Como el uso del arco de caza era una destreza masculina debido al tipo de jerarquía de su sociedad, es muy probable que el empleo del arco musical fuera también exclusivo de los hombres.

Con el arco musical se ejecutaban ritmos para acompañar sus danzas. El sonido se producía al ser percutida su única cuerda con una fina espiga de madera. Incluso hoy en día podemos ver arcos musicales en manifestaciones de algunos pueblos primitivos centroafricanos.

Su morfología rudimentaria, una vara curva y una cuerda, se completaba con un lazo móvil que dividía a ésta y que producía dos tipos de sonidos: graves (sobre el trozo de cuerda más largo) y agudos (sobre el trozo de cuerda más corto).

La siguiente manifestación en la evolución del arco musical se produce al acoplarle una caja de resonancia. En este caso, se servían de la cavidad bucal del instrumentista, que introducía allí un extremo de la vara que, al vibrar, movía el aire contenido en la boca, hacía resonar los huesos de esta y por lo tanto aumentaba la sonoridad del instrumento.

La próxima forma que nos encontramos introduce ya una pieza fija que hace las veces de caja de resonancia.
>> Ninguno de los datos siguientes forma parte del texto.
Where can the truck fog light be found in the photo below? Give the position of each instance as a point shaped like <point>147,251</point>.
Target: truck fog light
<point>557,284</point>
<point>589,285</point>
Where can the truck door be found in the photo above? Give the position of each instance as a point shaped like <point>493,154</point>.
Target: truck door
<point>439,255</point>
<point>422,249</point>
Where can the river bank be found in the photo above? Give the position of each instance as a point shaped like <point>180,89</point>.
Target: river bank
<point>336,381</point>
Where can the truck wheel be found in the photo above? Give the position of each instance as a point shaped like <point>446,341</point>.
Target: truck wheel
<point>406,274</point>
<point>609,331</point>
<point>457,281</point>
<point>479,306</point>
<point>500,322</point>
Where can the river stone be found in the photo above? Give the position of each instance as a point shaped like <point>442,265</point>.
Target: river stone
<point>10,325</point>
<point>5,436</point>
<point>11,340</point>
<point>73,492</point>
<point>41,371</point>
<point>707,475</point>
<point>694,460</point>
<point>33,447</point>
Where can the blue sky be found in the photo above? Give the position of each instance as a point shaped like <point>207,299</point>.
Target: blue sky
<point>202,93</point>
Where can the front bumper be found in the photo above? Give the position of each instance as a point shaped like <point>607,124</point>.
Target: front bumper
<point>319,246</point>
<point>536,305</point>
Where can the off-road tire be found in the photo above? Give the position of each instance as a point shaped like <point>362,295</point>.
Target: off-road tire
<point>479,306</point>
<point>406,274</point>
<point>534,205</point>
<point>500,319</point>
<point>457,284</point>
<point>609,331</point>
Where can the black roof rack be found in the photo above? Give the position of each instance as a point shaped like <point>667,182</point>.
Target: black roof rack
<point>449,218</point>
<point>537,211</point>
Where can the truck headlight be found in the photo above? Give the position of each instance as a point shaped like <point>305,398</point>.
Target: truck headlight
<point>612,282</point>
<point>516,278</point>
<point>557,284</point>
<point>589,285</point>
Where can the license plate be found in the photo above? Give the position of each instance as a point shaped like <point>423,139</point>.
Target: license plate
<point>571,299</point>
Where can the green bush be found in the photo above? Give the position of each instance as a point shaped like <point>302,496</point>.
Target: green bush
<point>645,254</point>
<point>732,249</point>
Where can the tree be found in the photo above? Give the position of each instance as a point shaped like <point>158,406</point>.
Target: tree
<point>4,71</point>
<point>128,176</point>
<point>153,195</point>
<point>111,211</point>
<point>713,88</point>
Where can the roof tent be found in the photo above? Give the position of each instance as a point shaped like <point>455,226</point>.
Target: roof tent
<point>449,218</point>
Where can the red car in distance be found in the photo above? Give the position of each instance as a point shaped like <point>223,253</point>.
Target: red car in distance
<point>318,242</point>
Dependiendo de la procedencia del pueblo, serán empleados distintos materiales. El hombre realiza sus utensilios con los materiales que tiene más a mano en su entorno: cáscaras de coco, calabazas, caparazones de animales,… Por ahora estos instrumentos son solo de cuerda percutida.
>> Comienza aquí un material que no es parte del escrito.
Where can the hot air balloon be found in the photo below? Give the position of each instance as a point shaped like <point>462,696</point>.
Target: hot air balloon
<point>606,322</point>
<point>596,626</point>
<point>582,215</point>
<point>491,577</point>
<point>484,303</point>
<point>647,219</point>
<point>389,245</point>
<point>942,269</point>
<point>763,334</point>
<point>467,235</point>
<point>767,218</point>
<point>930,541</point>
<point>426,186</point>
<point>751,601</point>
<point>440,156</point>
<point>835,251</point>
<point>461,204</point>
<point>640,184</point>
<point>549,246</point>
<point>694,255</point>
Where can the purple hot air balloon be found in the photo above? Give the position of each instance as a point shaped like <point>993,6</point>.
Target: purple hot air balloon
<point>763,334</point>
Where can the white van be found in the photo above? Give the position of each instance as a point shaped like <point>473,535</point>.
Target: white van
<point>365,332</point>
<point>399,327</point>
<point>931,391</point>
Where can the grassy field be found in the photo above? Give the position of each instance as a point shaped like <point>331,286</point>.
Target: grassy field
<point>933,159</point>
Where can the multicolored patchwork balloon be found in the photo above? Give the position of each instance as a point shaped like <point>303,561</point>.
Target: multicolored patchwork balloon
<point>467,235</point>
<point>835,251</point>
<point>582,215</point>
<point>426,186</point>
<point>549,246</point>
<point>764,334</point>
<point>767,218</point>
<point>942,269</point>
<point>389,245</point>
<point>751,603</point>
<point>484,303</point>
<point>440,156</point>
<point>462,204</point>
La primera manifestación de un instrumento de cuerda “frotada” la encontramos en Asia entre 3000 a 5000 años antes de nuestra era. Se empleaba un arco de finas cerdas de seda para frotar un instrumento formado por un tubo cilíndrico y hueco de bambú, con una de sus aberturas cubierta por un trozo e piel de serpiente que sustenta una cuña de madera sobre la que se apoyaban dos cuerdas tensas. El extremo opuesto de las cuerdas va fijado bajo la caja cilíndrica de bambú. Estamos hablando de un instrumento bautizado como **ravanastrón** y construido durante el mandato de Ravana, Rey de la antigua Ceilán, ahora Sri Lanka.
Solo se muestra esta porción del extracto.